Coming from the legal context, I've got a list as long as your arm of stuff you could do with 1M tokens that would be worth $7. Ask any junior associate what part of their job they hate, and they will describe something that fits in the pattern "reading enormous quantities of X looking for Y."
Is Google I/O supposed to be for users or for developers? As a developer, I typically expect platform updates: Android, Chrome, Google Cloud - that kind of stuff. AI Agents in gmail or google workspace doesn't excite me as much.
I'm just an armchair observer, but my sense is that the keynote at Microsoft Build is the most dev-focused, WWDC is basically a 2-hour TV commercial of consumer features, and I/O is in between. But all three of these events draw a lot of attention from the tech enthusiast press, so I think they increasingly use the venue to announce the consumer-facing software feature roadmap for the coming year.
(Apple does their dev-focused announcements in a "Platforms State of the Union" presentation that follows the main WWDC keynote).
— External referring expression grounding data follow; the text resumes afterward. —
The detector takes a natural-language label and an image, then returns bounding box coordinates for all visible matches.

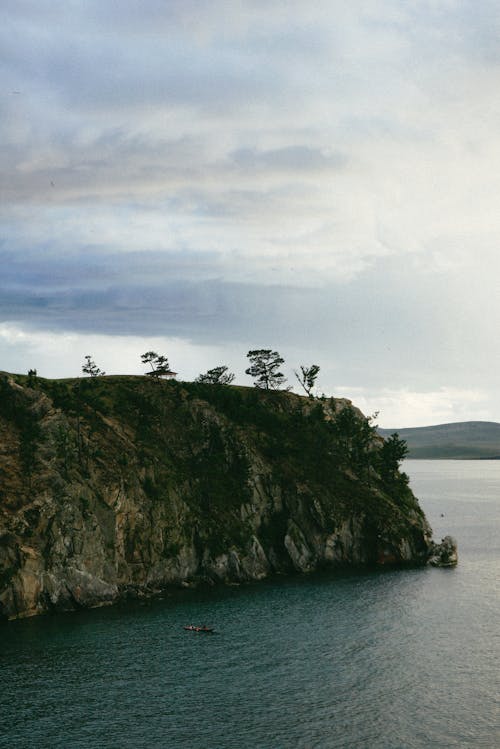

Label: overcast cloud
[2,1,500,426]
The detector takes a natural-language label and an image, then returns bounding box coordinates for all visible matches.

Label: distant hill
[378,421,500,459]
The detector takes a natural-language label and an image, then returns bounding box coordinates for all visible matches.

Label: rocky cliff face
[0,373,434,620]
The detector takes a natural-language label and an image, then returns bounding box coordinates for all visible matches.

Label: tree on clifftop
[245,349,287,390]
[196,365,235,385]
[82,355,105,377]
[378,432,409,482]
[330,403,377,475]
[141,351,172,378]
[294,364,320,396]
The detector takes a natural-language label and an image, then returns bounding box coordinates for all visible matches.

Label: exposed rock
[428,535,458,567]
[0,373,442,620]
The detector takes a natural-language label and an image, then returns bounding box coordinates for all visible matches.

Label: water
[1,460,499,748]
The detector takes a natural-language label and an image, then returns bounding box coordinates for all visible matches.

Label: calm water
[1,460,499,749]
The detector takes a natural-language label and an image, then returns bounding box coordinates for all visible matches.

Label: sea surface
[1,460,499,749]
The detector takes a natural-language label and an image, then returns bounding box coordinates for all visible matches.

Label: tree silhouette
[294,364,320,396]
[196,365,235,385]
[141,351,172,378]
[245,349,287,390]
[82,355,105,377]
[379,432,409,481]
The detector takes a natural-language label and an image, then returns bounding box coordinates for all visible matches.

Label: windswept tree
[294,364,320,396]
[141,351,172,378]
[196,365,235,385]
[245,349,287,390]
[82,355,105,377]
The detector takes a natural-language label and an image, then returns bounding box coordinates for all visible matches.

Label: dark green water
[1,460,499,749]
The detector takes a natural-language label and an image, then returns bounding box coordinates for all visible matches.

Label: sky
[2,0,500,427]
Do you know if Microsoft does a similar consumer/developer split with Build?
Unfortunately, no. I haven't deployed anything in Azure cloud ever or for Microsoft platforms (eg: .net).
Like Jason Morris, I can immediately think of professional contexts in which I'd he happy to pay $7 per task (assuming, however, that the output is reliable rather than hallucinated). In my field (scientific research), literature reviews and "smart" database queries are good examples.
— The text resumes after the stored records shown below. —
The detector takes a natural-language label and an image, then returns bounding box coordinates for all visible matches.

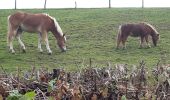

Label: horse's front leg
[43,32,52,54]
[140,36,144,48]
[145,36,151,48]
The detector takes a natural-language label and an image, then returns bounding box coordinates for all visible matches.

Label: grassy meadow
[0,8,170,72]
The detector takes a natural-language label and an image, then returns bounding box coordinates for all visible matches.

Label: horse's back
[120,24,138,37]
[9,12,50,25]
[120,23,150,37]
[8,12,52,33]
[8,12,27,27]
For personal use, it's not only the price tag that is an obstacle, but also privacy issues, which I suspect Google did not talk about much.
Google’s broken link to the web
Still, as the first day of I/O wound down, it was hard to escape the feeling that the web as we know it is entering a kind of managed decline. Over the past two and a half decades, Google extended itself into so many different parts of the web that it became synonymous with it. And now that LLMs promise to let users understand all that the web contains in real time, Google at last has what it needs to finish the job: replacing the web, in so many of the ways that matter, with itself.
The web is for bots now. LLMs can do the googling for you.
Are we sure our understanding of progress is directionally correct?